Według nieoficjalnych informacji Wirtualnej Polski początkowo Partia Republikańska była w stanie poświęcić Jacka Żalka i rozważana była jego dymisja z funkcji wiceministra. Taki plan się jednak nie powiódł, bo jak wskazywała „Rzeczpospolita”, rządzący nie chcą iść na wojnę z nim w obawie przed utratą kruchej sejmowej większości i przed rozpadem koalicji w podlaskim sejmiku, gdzie zasiada jego żona. Nasze źródła również to potwierdzają.
Bielan musiał wyjść z ukrycia, Żalek milczy
Kiedy okazało się, że pozbycie się Żalka z powodów politycznych nie wchodzi w grę, politycy Prawa i Sprawiedliwości zaczęli naciskać, by prezes Republikanów wyszedł z ukrycia i w mediach tłumaczył się z afery. W piątek wystąpił w TVP Info, a w poniedziałek w TVN24. – Nawet w jego oficjalnych wypowiedziach słychać, że Bielan nie chce świecić oczami za Żalka. Oni skaczą sobie do gardeł, bo Żalek wprost miał mu powiedzieć, że „nie zostanie kozłem ofiarnym” – mówi nam jeden z naszych informatorów z klubu PiS.
Z wypowiedzi Adama Bielana w TVN24 rzeczywiście można wyczytać dystans wobec swojego partyjnego zastępcy. Europoseł dopytywany o ocenę działań Żalka, któremu podlega NCBiR, stwierdził: – Nie jestem aniołem stróżem Jacka Żalka, więc nie potrafię powiedzieć, jakie były jego wszystkie działania w tej sprawie.
Dodał jednak, że rola jego partyjnego zastępcy „była żadna”, bo „decyzje były podejmowane na poziomie dyrekcji”.
O wzajemne relacje próbowaliśmy zapytać obu polityków. Jacek Żalek nie zgodził się na wywiad. W piątek Departament Komunikacji i Promocji Funduszy Europejskich w odpowiedzi na nasze pytania napisał, że wiceminister „cały czas wykonuje swoje obowiązki jako sekretarz stanu w siedzibie ministerstwa”.
Bielan: „Nie czuję się szantażowany”
Prezes Partii Republikańskiej w wiadomości SMS krótko odpowiedział na nasze pytania m.in. w sprawie ewentualnej utraty większości Zjednoczonej Prawicy na skutek wewnętrznych konfliktów. „Jestem w stałym kontakcie z naszymi posłami i mogę zapewnić, że nic nie grozi większości Zjednoczonej Prawicy w Sejmie” – napisał Adam Bielan. Dopytywany o „skakanie sobie do gardeł”, stwierdził, że nie zna takich wypowiedzi i dodał, że tezy o rozpadzie jego partii są nieprawdziwe.

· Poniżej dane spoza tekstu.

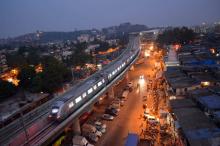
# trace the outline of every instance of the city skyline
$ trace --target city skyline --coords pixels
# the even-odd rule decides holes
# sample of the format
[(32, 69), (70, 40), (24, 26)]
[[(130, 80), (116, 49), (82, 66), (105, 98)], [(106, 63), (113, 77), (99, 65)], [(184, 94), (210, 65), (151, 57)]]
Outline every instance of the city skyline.
[(161, 27), (192, 26), (220, 20), (218, 0), (23, 0), (0, 3), (0, 38), (36, 30), (100, 29), (124, 22)]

Zapytaliśmy również o to, dlaczego Jacek Żalek pozostaje wiceprezesem Partii Republikańskiej. Co ciekawe, Bielan odwołał się przy tym pytaniu do kwestii formalnych. „Partia Republikańska jest partią demokratyczną. Zgodnie z paragrafem 20. statutu naszego ugrupowania wiceprezesów partii wybiera i odwołuje Rada Krajowa”. Europoseł zapytany o to, czy czuje się szantażowany przez Jacka Żalka, odpisał „nie”.
Przypomnijmy, afera ws. nieprawidłowości w NCBiR wybuchła, gdy wyszły na jaw szczegóły rozdysponowania 811 milionów złotych w ramach konkursu „Szybka ścieżka-Innowacje Cyfrowe”. 55 milionów złotych od rządowej agencji dostać miała firma 27-latka, której adres jest taki sam, jak dawny adres partii Adama Bielana.
Z kolei 123 miliony złotych miało trafić do spółki z Białegostoku w kiepskiej sytuacji finansowej, której właściciel był wspólnikiem osoby, która została następnie dyrektorem NCBiR Investmend Fund.